Une autre perle sur la santé tirée de l’excellent L’indomptable mammouth sur l’évolution de notre système de santé et son financement.
J’en parlais dans l’article précédent, mais dans les années 1960, la commission Castonguay proposait un paquet de choses pour structurer le système de santé québécois. On se souvient de Castonguay surtout pour la création de la RAMQ et de la carte soleil, mais il proposait tant de choses que l’Histoire a malheureusement oublié.
Une de ses idées majeures et visionnaires n’a jamais vu le jour. Sa commission recommandait de mettre en place une assurance vieillesse pour prévenir les coûts massifs liés au mur démographique. En gros, on disait « ça va coûter fucking cher et il faut se préparer ».
Le principe était relativement simple. À l’image du Régime des rentes du Québec (le RRQ), une cotisation spéciale d’assurance aurait pu être collectée dès le début 2000 et versée dans un fonds dédié à la santé.
Selon les niveaux de richesse, la prime aurait varié pour doter ce fonds d’assurance destiné à payer les coûts de santé des populations vieillissantes au fur et à mesure des besoins.
Progressivement, ce fonds (qui aurait généré du rendement et qui aurait pu être géré par la Caisse de dépôt) aurait pris de l’ampleur.
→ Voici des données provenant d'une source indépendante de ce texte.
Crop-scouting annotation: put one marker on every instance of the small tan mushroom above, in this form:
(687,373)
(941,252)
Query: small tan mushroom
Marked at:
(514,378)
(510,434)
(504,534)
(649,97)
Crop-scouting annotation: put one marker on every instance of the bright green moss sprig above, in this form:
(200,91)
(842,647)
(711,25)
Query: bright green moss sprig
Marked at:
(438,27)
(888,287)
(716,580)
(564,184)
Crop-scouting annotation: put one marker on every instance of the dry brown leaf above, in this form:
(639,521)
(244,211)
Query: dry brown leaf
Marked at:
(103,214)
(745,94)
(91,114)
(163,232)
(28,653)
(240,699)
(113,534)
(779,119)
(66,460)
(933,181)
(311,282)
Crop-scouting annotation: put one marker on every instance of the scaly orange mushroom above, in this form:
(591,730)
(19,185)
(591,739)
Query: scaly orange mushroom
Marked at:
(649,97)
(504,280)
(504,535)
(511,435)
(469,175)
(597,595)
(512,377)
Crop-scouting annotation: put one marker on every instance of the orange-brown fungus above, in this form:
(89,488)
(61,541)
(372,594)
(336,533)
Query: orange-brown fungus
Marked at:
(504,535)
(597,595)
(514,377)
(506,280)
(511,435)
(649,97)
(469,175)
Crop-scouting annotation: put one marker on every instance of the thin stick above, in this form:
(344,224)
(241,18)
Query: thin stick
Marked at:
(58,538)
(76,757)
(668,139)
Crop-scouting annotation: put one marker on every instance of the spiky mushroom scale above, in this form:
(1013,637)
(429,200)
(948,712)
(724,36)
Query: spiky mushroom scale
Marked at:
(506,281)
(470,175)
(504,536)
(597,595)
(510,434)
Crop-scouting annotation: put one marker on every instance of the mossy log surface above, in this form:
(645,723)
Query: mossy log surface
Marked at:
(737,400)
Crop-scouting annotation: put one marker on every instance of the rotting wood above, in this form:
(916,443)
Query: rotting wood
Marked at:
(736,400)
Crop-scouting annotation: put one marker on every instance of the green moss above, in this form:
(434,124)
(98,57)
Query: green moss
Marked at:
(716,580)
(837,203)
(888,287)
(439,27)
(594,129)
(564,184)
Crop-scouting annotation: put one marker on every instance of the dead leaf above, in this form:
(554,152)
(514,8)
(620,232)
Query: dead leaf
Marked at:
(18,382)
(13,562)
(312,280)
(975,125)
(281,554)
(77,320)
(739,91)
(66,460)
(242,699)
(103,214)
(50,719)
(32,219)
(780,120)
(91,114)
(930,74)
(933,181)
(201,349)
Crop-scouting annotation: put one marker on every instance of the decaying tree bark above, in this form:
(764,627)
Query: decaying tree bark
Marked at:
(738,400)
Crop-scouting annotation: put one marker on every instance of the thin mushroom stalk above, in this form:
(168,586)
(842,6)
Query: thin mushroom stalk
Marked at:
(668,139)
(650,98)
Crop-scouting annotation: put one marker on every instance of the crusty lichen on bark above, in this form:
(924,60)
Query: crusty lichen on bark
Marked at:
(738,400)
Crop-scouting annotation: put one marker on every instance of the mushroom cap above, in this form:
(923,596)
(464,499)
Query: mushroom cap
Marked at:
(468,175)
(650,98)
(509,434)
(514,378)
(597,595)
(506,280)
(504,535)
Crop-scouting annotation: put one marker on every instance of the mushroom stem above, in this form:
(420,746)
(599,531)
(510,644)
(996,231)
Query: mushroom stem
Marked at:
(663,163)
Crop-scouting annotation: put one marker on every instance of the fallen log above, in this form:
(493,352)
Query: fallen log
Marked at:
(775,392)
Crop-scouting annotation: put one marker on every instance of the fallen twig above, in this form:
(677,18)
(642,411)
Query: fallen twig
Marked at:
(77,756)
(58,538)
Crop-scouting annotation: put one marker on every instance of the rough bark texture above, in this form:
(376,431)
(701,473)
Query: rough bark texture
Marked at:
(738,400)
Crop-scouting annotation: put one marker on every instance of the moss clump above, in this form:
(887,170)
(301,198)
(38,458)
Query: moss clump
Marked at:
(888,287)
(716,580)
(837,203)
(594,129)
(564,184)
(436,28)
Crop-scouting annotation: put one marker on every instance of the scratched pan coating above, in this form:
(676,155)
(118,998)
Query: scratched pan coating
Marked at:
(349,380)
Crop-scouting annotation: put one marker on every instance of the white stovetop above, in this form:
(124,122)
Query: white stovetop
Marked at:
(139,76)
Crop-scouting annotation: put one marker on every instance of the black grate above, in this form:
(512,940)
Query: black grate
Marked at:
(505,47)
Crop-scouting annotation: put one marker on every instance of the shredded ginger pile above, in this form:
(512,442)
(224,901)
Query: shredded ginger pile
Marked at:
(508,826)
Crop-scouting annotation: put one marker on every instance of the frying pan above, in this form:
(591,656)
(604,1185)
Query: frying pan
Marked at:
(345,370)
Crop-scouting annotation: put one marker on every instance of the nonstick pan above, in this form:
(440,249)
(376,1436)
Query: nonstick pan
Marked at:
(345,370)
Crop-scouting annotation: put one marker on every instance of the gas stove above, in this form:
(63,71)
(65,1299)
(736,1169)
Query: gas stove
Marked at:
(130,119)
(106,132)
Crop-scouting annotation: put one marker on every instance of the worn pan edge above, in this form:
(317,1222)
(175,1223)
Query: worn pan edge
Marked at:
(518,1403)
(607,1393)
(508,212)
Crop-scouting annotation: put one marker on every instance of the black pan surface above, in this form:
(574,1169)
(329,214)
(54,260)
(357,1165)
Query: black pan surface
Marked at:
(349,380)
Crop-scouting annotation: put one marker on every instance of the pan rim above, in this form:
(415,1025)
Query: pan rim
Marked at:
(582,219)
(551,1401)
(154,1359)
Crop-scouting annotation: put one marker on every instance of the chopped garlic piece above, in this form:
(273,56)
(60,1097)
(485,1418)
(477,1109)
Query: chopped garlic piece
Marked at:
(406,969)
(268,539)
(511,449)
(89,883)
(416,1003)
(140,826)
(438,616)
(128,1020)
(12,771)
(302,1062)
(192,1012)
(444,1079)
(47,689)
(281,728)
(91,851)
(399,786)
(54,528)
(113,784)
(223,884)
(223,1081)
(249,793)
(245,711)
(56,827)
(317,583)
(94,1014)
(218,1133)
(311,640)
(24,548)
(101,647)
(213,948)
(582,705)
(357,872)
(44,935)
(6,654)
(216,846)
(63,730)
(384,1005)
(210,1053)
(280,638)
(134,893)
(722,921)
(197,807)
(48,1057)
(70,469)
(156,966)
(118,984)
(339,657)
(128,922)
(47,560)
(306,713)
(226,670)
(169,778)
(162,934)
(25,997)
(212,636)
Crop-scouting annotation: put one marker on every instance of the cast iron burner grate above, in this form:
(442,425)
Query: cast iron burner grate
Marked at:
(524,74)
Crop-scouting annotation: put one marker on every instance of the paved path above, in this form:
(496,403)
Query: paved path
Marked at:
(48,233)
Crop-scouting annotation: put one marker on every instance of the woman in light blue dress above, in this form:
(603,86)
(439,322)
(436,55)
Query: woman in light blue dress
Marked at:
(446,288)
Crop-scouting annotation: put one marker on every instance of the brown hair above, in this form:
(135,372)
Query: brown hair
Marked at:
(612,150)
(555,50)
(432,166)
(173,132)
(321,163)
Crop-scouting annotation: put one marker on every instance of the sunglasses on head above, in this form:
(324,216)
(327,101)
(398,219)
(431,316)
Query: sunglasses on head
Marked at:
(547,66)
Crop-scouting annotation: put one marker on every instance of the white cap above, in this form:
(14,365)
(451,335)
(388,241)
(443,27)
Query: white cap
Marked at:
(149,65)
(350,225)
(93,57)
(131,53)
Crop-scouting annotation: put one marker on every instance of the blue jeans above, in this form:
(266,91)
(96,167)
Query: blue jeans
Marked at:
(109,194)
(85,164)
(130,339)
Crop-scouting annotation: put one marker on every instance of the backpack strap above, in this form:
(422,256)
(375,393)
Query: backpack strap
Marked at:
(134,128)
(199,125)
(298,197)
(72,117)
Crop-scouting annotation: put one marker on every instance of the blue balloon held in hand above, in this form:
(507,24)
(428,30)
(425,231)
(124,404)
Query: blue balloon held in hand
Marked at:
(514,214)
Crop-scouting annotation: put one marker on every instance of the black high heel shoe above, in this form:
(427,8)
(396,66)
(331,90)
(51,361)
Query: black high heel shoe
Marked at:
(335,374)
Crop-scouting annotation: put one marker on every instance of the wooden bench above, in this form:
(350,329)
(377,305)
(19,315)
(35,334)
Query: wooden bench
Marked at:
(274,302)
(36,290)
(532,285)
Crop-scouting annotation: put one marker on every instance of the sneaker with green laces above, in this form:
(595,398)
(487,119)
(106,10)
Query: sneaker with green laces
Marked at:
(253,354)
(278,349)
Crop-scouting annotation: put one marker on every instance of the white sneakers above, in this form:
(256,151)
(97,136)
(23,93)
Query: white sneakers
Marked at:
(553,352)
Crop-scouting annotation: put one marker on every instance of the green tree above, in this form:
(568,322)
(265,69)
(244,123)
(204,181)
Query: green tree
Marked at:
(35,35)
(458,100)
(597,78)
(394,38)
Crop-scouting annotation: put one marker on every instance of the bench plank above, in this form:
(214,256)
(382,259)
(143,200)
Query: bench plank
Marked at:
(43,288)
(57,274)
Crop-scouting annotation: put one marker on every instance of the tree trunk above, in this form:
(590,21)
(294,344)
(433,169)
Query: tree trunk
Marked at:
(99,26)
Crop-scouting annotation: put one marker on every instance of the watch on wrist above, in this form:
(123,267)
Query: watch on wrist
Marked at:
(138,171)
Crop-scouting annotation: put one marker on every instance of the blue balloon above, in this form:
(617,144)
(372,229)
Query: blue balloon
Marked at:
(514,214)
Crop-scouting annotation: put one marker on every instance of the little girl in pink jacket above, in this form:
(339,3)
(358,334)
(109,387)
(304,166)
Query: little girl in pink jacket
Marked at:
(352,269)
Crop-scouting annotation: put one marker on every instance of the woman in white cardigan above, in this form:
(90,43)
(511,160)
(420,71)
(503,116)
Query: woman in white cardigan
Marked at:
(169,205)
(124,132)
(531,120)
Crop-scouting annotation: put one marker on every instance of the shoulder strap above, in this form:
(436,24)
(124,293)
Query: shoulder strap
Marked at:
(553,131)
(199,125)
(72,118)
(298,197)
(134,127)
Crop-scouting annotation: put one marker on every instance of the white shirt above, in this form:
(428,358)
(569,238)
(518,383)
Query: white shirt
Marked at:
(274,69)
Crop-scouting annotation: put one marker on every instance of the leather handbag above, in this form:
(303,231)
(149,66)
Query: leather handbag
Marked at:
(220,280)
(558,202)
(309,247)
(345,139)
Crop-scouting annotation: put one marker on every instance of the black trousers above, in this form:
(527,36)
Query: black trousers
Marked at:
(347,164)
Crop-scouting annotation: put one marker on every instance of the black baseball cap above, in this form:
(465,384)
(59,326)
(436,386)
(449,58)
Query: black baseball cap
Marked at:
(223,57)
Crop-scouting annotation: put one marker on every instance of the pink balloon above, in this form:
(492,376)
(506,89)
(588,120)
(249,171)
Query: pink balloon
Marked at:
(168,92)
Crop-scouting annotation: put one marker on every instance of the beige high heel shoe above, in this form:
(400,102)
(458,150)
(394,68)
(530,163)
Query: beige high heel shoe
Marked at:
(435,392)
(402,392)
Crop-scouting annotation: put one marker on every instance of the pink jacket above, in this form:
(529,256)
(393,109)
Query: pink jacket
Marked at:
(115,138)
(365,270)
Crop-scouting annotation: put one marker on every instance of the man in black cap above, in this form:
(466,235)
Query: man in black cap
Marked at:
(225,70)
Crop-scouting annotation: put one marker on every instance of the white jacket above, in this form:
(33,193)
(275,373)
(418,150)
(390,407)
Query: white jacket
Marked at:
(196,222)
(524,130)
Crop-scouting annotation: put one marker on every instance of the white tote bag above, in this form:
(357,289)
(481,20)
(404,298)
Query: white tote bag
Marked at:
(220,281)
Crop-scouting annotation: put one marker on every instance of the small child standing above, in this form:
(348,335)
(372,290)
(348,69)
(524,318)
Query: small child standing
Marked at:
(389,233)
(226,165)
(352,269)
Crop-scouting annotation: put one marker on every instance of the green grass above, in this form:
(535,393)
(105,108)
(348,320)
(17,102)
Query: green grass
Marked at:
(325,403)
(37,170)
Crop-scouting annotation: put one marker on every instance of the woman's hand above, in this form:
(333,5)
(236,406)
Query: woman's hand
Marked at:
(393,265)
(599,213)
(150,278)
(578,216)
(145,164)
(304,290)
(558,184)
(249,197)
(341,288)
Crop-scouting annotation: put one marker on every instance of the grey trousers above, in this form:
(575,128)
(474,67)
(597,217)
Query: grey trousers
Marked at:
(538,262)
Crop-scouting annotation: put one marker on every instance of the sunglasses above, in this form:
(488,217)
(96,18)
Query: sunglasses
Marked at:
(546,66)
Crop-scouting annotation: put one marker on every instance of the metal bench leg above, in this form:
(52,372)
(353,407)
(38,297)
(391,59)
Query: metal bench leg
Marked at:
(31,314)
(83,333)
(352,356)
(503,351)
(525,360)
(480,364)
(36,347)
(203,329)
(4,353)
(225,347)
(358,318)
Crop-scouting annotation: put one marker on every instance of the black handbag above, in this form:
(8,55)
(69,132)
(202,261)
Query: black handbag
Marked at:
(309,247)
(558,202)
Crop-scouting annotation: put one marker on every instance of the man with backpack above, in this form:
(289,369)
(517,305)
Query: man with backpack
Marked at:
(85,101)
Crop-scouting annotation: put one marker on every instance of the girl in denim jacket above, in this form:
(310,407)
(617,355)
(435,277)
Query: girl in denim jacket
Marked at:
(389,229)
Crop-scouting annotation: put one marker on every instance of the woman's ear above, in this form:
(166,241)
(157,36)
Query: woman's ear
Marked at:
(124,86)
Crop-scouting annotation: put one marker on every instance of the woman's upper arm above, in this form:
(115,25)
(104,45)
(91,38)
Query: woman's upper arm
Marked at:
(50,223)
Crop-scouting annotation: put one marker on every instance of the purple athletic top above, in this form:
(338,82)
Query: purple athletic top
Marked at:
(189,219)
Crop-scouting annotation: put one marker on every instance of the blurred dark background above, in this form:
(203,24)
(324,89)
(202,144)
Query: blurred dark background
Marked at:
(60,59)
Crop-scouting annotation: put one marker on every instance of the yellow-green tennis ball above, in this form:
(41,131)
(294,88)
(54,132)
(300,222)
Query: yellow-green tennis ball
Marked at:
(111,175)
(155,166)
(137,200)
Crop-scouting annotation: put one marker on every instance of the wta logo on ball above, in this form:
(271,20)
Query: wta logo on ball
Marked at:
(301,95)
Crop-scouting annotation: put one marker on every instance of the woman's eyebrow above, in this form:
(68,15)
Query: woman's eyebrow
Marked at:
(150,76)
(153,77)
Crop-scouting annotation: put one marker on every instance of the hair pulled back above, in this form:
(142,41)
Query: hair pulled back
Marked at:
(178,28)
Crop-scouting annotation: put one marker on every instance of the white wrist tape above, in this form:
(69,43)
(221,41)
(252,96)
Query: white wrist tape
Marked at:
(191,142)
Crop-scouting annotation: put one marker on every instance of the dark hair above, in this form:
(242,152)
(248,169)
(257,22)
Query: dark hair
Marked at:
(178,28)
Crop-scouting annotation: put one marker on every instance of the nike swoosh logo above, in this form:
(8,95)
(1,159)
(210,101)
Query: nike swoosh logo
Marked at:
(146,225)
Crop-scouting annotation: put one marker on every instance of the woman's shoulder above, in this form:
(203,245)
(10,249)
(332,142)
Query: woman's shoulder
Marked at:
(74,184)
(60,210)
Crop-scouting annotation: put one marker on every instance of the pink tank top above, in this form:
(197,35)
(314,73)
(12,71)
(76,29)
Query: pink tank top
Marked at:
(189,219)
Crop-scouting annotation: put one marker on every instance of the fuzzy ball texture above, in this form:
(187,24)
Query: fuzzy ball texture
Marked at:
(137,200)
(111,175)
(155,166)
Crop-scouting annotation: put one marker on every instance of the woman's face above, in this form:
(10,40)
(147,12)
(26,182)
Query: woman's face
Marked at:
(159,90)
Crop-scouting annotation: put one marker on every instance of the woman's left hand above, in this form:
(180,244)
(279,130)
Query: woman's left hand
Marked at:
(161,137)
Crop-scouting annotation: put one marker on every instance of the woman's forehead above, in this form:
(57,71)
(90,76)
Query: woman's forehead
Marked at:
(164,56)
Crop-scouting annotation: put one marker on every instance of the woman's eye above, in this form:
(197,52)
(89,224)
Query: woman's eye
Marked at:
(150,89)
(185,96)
Un calcul actuariel permettrait de cotiser le bon montant à tout le monde, chaque année, pour toujours.
Au début, beaucoup auraient cotisé pour peu de bénéficiaires et à mesure que la cagnotte augmenterait, le vieillissement ferait que plus de gens en tireraient profit que ceux qui y cotiseraient.
Le tout, prévu longtemps d’avance, serait autofinancé sans piger dans le budget d’opération annuel du gouvernement. En somme, une cagnotte à part et dédiée seulement à la santé. Pas de drame, pas de crise annuelle, seulement une cotisation calculée d’avance.
Qu’est-ce qu’on aurait gagné à ça si c’est un simple remplacement de l’impôt? De la prévisibilité mon chum. En 1970, le nombre de travailleurs actifs était de 8 pour chaque personne âgée. En 2000, c’était tombé à 2 actifs pour une personne âgée. Aujourd’hui, c’est probablement pire encore.
Justement en 2000, le système craquait déjà, mais on était surtout inquiet du mur démographique qui approchait rapidement. La démographie, c’est une science statistique extrêmement précise et des démographes levaient la main depuis 30 ans.
Le gouvernement péquiste de Bernard Landry réalise le problème. La ministre de la Santé, Pauline Marois, mandate Michel Clair, un ancien politicien avec une bonne réputation, de lancer une commission pour trouver des solutions à la crise.
Après des mois d’étude, la commission Clair dépose son rapport de 400 pages avec 36 recommandations et 59 propositions. Ça brasse des plumes pas mal et ça met le gouvernement dans une posture un peu précaire sur des idées fondamentales comme le privé en santé ou la médecine préventive.
Elle propose aussi… une assurance vieillesse, en retard, mais quand même là pour sauver les meubles plus tard.
Finalement, rien de tout ça n’aura été fait. Au lieu de prévoir longtemps d’avance un fond dédié qu’on aurait eu le temps de garnir et qui aurait créé du rendement, le choix du gouvernement a été de piger chaque année dans les impôts annuels. Forcément, plus les coûts de santé augmenteraient, plus les impôts gonfleraient aussi.
Le problème c’est que les politiciens n’aiment pas vraiment prévoir longtemps d’avance, mais ils aiment encore moins augmenter les impôts.
Pendant des décennies, les générations qui nous ont précédés ont payé moins d’impôt qu’elles auraient dû. La génération actuelle se ramasse avec la pleine facture sur son T4 pour un système qui s’effondre et dont la solution ne pourra jamais exister. On ne peut plus reprendre le retard sur les coûts du vieillissement, il est trop tard. Il faut payer et espérer que ça tienne.
Bref, encore une fois, le livre est frustrant. J’en ferai une critique comme d’hab. Il est très accessible et bien écrit, mais le simple fait de rappeler notre histoire est suffisant pour nous scandaliser. C’est fascinant et ça donne envie de crier.